「
かしわ記念・Jpn1」(1日、船橋)
まんまと逃げ切った。雨中の大一番を制したのは6番人気の
シャマル。4度目のビッグ挑戦でついに頂点を射止めた。2着には昨年の2着馬で5番人気の
タガノビューティーが中団から追い込み、3着には先行した3番人気の
ペプチドナイルが入り、3年連続でJRA勢が上位独占。1番人気の
キングズソードは伸びを欠いて4着に敗れた。地方馬では7番人気の
ミックファイアの5着が最高だった。
問答無用の積極策が功を奏した。朝から降り続く雨の中、この日の船橋競馬は“先行馬の天国”と化していた。川須&松下師コンビの作戦は決まっていた。「この馬が一番速い。スッと行けるなら行こう!」。
抜群のスタートから、同型馬に有無を言わさずの徹底先行。終始セーフティーリードを保ちながら直線へ。2馬身半差の完勝に、鞍上は「ラスト400メートルからは馬に“あと400だよ”と伝えながら追いました。200メートルを過ぎても後ろの蹄音が聞こえなかったので、たぶん離れているんだろうなと思って。強いところを見せることができて良かったです」とスタンドからの大歓声に応えた。

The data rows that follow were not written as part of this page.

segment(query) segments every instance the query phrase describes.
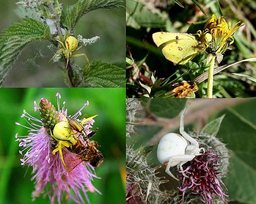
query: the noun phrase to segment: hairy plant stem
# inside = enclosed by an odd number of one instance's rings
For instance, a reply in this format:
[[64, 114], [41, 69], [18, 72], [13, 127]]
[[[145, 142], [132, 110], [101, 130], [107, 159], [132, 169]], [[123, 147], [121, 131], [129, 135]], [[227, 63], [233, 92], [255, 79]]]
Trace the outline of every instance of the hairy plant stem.
[[212, 98], [212, 88], [213, 88], [213, 70], [215, 63], [216, 56], [213, 56], [210, 62], [209, 73], [208, 74], [208, 84], [207, 85], [207, 98]]
[[[50, 13], [53, 15], [54, 17], [54, 24], [55, 24], [55, 26], [56, 27], [56, 29], [57, 30], [57, 31], [58, 32], [58, 35], [59, 37], [62, 36], [61, 30], [61, 25], [60, 23], [60, 18], [59, 17], [57, 13], [56, 13], [56, 9], [54, 9], [53, 6], [53, 4], [52, 2], [50, 2], [48, 3], [48, 7], [49, 7], [49, 11]], [[66, 58], [64, 56], [64, 54], [62, 54], [62, 55], [64, 58], [64, 61], [65, 63], [66, 63]], [[65, 63], [65, 67], [66, 67], [66, 63]], [[70, 63], [70, 61], [69, 61], [68, 64], [67, 65], [67, 67], [66, 68], [66, 71], [67, 71], [68, 78], [69, 79], [69, 81], [70, 81], [70, 84], [69, 85], [71, 85], [71, 87], [75, 87], [76, 86], [75, 83], [73, 81], [72, 79], [74, 78], [74, 73], [73, 72], [73, 68], [72, 68], [72, 66], [71, 65], [71, 63]]]

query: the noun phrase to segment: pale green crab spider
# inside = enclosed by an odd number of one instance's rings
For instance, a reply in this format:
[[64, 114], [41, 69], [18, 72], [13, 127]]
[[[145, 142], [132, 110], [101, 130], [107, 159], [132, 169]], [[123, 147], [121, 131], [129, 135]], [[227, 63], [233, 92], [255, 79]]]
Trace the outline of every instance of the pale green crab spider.
[[78, 46], [78, 41], [75, 37], [70, 36], [67, 38], [65, 40], [65, 45], [62, 42], [58, 39], [55, 39], [55, 40], [60, 43], [61, 48], [57, 51], [53, 56], [52, 57], [51, 60], [50, 60], [49, 61], [52, 60], [57, 55], [59, 55], [62, 52], [64, 55], [65, 58], [66, 59], [66, 69], [67, 67], [70, 58], [72, 57], [79, 57], [80, 56], [84, 56], [85, 58], [86, 61], [87, 61], [88, 66], [90, 66], [90, 62], [89, 61], [89, 59], [87, 57], [87, 55], [86, 55], [84, 53], [77, 52], [73, 54], [73, 52], [74, 51], [78, 51], [82, 47], [82, 46], [80, 46], [77, 48], [77, 46]]

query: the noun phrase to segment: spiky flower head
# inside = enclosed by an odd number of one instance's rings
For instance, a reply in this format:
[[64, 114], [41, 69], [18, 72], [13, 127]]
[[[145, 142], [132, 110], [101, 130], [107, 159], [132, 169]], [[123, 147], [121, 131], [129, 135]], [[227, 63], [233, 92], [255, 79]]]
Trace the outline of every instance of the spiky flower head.
[[[55, 149], [57, 141], [49, 134], [50, 127], [57, 123], [58, 120], [63, 121], [64, 116], [67, 115], [67, 110], [65, 108], [63, 102], [62, 109], [60, 107], [61, 95], [57, 93], [58, 110], [47, 99], [42, 98], [40, 107], [34, 102], [35, 111], [40, 110], [42, 119], [32, 116], [25, 110], [21, 117], [29, 124], [28, 127], [16, 123], [16, 124], [29, 130], [28, 135], [20, 136], [16, 133], [16, 141], [19, 142], [19, 146], [22, 149], [19, 151], [23, 155], [21, 165], [27, 164], [33, 168], [31, 178], [35, 180], [35, 190], [32, 197], [35, 200], [41, 194], [48, 195], [52, 204], [62, 203], [63, 198], [73, 200], [77, 204], [84, 203], [84, 197], [89, 202], [87, 192], [100, 192], [93, 185], [92, 181], [95, 175], [93, 167], [88, 163], [82, 162], [71, 171], [67, 172], [61, 159], [59, 153], [52, 153]], [[89, 102], [84, 106], [72, 118], [76, 119], [81, 115], [83, 109], [89, 105]], [[91, 128], [94, 123], [93, 117], [83, 120], [83, 127], [87, 134], [92, 132]], [[45, 127], [47, 128], [45, 128]], [[77, 135], [78, 136], [78, 135]], [[80, 137], [80, 140], [82, 137]], [[62, 149], [64, 160], [66, 164], [68, 161], [77, 160], [76, 154], [66, 148]], [[49, 186], [50, 187], [49, 188]]]
[[45, 98], [41, 98], [39, 104], [40, 116], [43, 126], [45, 128], [53, 129], [54, 126], [60, 122], [59, 112], [53, 104]]
[[229, 45], [234, 41], [233, 34], [234, 32], [243, 26], [240, 21], [231, 27], [231, 22], [228, 23], [223, 16], [217, 18], [215, 14], [210, 18], [204, 26], [204, 30], [208, 30], [212, 37], [213, 42], [210, 46], [216, 53], [223, 53]]
[[160, 166], [148, 165], [149, 153], [141, 150], [126, 147], [126, 203], [157, 204], [159, 197], [166, 195], [159, 189], [166, 181], [155, 175]]
[[217, 161], [219, 156], [212, 152], [206, 152], [197, 156], [190, 162], [182, 172], [179, 174], [182, 186], [179, 189], [185, 193], [190, 191], [194, 194], [200, 195], [204, 202], [210, 204], [212, 203], [211, 195], [216, 194], [225, 201], [225, 195], [221, 186], [225, 186], [217, 176], [219, 174], [217, 169]]

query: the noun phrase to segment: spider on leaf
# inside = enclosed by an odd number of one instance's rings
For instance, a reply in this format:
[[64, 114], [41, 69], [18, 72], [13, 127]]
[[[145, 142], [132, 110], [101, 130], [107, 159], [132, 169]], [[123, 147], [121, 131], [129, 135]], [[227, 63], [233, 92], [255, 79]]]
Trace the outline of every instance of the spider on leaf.
[[79, 57], [80, 56], [84, 56], [85, 58], [86, 61], [87, 61], [88, 66], [90, 66], [90, 62], [89, 61], [89, 60], [88, 59], [86, 55], [81, 52], [73, 53], [73, 52], [78, 51], [82, 47], [82, 46], [80, 46], [77, 48], [77, 46], [78, 46], [78, 41], [75, 37], [70, 36], [67, 38], [65, 40], [65, 45], [64, 45], [62, 42], [58, 39], [55, 39], [55, 40], [60, 43], [61, 48], [57, 51], [53, 56], [52, 57], [51, 60], [50, 60], [49, 61], [52, 60], [57, 55], [59, 55], [62, 52], [64, 55], [65, 58], [66, 59], [66, 69], [67, 68], [67, 65], [68, 64], [70, 58], [72, 57]]

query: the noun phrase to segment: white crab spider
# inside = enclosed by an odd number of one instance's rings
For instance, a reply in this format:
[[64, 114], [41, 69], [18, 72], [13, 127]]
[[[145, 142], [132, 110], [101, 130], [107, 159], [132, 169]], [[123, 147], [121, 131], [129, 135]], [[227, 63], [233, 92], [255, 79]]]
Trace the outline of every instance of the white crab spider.
[[162, 164], [166, 166], [165, 172], [175, 179], [179, 180], [170, 171], [170, 168], [177, 166], [184, 176], [182, 165], [191, 161], [196, 156], [202, 154], [197, 141], [190, 137], [184, 131], [184, 114], [185, 107], [181, 115], [180, 132], [182, 136], [177, 133], [168, 133], [164, 136], [159, 142], [157, 147], [157, 158]]

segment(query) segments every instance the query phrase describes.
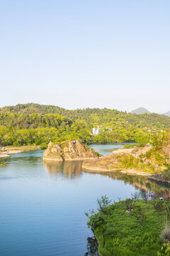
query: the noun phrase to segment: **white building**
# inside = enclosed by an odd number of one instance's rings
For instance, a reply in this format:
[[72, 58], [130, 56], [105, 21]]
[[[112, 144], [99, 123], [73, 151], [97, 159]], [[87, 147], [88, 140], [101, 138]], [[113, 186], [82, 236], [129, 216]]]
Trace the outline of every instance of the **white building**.
[[92, 134], [93, 134], [94, 135], [97, 135], [97, 134], [98, 134], [100, 132], [101, 132], [101, 128], [100, 128], [100, 127], [93, 128]]

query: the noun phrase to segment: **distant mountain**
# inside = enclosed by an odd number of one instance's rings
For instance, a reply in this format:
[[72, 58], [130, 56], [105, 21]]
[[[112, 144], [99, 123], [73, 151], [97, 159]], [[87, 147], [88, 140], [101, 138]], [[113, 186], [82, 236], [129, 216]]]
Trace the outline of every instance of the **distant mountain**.
[[151, 112], [149, 112], [149, 111], [148, 111], [144, 107], [139, 107], [131, 112], [131, 114], [141, 114], [144, 113], [151, 114]]
[[162, 114], [166, 115], [167, 117], [170, 117], [170, 111], [167, 112], [166, 113], [164, 113]]

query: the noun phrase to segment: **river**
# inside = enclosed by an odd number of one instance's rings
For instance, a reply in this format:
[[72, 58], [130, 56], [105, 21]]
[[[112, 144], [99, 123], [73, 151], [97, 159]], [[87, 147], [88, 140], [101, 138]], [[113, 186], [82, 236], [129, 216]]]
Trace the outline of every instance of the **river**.
[[[123, 145], [90, 146], [107, 155]], [[96, 198], [116, 201], [162, 186], [145, 177], [86, 173], [81, 161], [43, 163], [42, 154], [13, 154], [0, 167], [1, 256], [97, 255], [84, 214], [96, 208]]]

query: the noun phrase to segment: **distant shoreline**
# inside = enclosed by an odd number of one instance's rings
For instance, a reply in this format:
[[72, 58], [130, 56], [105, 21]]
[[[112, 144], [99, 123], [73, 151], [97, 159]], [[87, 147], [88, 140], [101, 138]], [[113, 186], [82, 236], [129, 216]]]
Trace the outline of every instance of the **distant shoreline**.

デビュー戦からコンビを組んできた思い入れのあるパートナー。Jpn3ではコンビで4勝をマークしていたが、自身にとってもデビュー15年目にして初の
ビッグタイトル。馬上で大きく立ち上がる、ド派手な
ガッツポーズで喜びを爆発させた。「雨も味方してくれた。先生と勝つつもりで来たので勝てて良かった。夢のよう」と笑みがはじけた。
5走前の
さきたま杯では1番人気に支持されながら競走中止の悪夢。そこからリズムを崩したが、前走の
黒船賞を連覇して復活の兆し。「紆余(うよ)曲折ありましたが、ホントに勝てて良かった」とは松下師。19年
阪神JFの
レシステンシアで芝のG1は制しているが、ダート
グレードは初の戴冠。「天も味方してくれましたね。(直線も安心して?)ドキドキでしたよ」と笑いが止まらない。
次走は「オーナーと相談して」今年からJpn1に昇格した因縁の、
さきたま杯(6月19日・浦和)でのリベンジが濃厚。秋はJBC(11月4日・佐賀)挑戦と再び夢が広がった。「これで賞金も加算できたので、どこでも使えますね」。完全復活なった実力馬が、再びダート短距離戦線での大暴れを誓った。